At a Pentagon press conference, a senior defense official explained that the government was confident it knew what this balloon was and saw no imminent danger that would force the White House to order it shot down. As of this writing, that is still the case despite calls to do otherwise by members of the government and the public. It is interesting that none of the now many instances of U.S. military pilots encountering unidentified flying and underwater objects and unidentified drone swarms ended up in an order being given to shoot them down – despite that fact that the pilots were accompanied by warships and planes fully capable to do so. This has happened so often – and the incident over Montana is the latest and no doubt not the last – that one must wonder why the military has never (to our knowledge) engaged with these UAPs. Danger from falling debris is not an issue when the incidents occur over water.

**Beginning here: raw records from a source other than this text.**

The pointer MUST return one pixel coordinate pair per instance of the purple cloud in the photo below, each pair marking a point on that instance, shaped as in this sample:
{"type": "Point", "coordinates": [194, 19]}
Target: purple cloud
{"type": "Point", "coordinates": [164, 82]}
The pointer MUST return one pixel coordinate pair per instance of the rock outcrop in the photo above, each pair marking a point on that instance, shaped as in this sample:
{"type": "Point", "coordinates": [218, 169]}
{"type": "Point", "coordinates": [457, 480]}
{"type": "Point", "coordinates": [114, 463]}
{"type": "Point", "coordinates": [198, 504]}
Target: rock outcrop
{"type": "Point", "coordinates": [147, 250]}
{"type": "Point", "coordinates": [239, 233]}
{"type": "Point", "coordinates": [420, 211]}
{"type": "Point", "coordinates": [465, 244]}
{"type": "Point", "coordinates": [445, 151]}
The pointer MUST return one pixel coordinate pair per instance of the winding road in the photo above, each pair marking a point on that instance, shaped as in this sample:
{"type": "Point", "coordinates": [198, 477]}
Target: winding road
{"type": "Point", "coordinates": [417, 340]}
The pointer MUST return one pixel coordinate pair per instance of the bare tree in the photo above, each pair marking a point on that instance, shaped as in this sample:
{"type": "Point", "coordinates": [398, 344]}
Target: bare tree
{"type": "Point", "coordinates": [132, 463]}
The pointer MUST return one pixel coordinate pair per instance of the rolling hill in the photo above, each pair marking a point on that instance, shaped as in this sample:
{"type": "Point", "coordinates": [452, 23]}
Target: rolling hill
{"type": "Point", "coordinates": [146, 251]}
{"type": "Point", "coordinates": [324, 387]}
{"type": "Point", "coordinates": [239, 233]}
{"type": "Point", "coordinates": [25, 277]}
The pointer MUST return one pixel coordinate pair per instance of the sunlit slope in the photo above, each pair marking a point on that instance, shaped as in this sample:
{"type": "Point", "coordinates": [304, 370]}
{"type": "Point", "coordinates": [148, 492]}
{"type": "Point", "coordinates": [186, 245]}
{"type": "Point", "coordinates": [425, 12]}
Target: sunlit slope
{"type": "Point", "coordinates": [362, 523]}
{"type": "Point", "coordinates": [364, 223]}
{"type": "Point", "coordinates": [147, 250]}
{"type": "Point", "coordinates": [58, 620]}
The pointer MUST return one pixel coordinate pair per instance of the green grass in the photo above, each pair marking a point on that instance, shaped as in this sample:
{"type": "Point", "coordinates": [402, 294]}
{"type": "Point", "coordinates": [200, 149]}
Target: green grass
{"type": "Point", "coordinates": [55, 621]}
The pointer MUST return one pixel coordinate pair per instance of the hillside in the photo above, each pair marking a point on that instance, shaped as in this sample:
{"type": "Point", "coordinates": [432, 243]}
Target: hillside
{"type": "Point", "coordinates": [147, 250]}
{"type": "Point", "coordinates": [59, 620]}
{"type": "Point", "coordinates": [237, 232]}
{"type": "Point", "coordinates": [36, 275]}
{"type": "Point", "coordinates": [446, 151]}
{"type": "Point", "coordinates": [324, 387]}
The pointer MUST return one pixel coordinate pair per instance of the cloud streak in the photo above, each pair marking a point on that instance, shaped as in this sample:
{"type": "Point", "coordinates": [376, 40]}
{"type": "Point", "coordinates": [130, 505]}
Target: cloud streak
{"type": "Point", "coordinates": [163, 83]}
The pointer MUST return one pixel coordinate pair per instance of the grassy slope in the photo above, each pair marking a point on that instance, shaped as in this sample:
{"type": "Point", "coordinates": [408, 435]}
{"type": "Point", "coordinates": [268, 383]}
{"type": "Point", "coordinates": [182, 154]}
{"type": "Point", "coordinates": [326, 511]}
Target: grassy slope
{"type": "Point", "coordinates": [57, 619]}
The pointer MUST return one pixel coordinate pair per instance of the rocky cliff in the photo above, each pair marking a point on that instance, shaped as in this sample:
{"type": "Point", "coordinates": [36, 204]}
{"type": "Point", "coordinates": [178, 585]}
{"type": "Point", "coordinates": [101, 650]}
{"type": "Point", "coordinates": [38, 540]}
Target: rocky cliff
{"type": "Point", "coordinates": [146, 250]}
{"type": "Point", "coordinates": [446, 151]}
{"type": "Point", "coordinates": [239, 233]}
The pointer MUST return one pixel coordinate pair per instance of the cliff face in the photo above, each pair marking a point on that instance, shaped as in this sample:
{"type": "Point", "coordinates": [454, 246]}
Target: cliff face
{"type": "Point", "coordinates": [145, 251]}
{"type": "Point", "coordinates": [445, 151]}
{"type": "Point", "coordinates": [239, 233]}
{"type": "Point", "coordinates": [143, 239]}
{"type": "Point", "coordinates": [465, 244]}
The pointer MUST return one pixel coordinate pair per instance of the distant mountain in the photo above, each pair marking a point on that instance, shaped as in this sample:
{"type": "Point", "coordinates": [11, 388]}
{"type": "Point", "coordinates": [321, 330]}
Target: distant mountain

“China is a responsible country and always abides strictly by international law. We have no intention of violating the territory or airspace of any sovereign country.”
China’s foreign ministry spokesperson Mao Ning said Beijing was investigation the reports of the surveillance balloon and urged caution not to jump to any hostile conclusions. A later statement said the balloon was a civilian wone which had been blown off course. Another spokesperson at the Pentagon press conference agreed, saying that foreign surveillance balloons have been tracked in the past several years, but this one was moving slower over a more unusual area – yet it was not getting any kind of intelligence that couldn’t already be obtained by spy satellites. Seventy-five years ago, the balloons allegedly causing the Roswell incident were involved in the growing Cold War with the Soviet Union. Today’s balloon incident is part of growing tensions between the U.S. and China.
Balloons were the first airships and the first form of aerial surveillance technology. Hundreds of year later, they’re still being used for the same purpose. As of this writing, the biggest danger of this balloon incident may be in the rhetoric it is causing in Washington DC and Beijing. For the rest of us, it offers a good time to reflect on UFOs, their link to warfare and nuclear capabilities, and that fact that these things have not changed during the modern history of UFOs.
Seventy-five years is long enough. Let’s get the truth about the connection between UFOs, balloons, the military and nuclear weapons out in the open.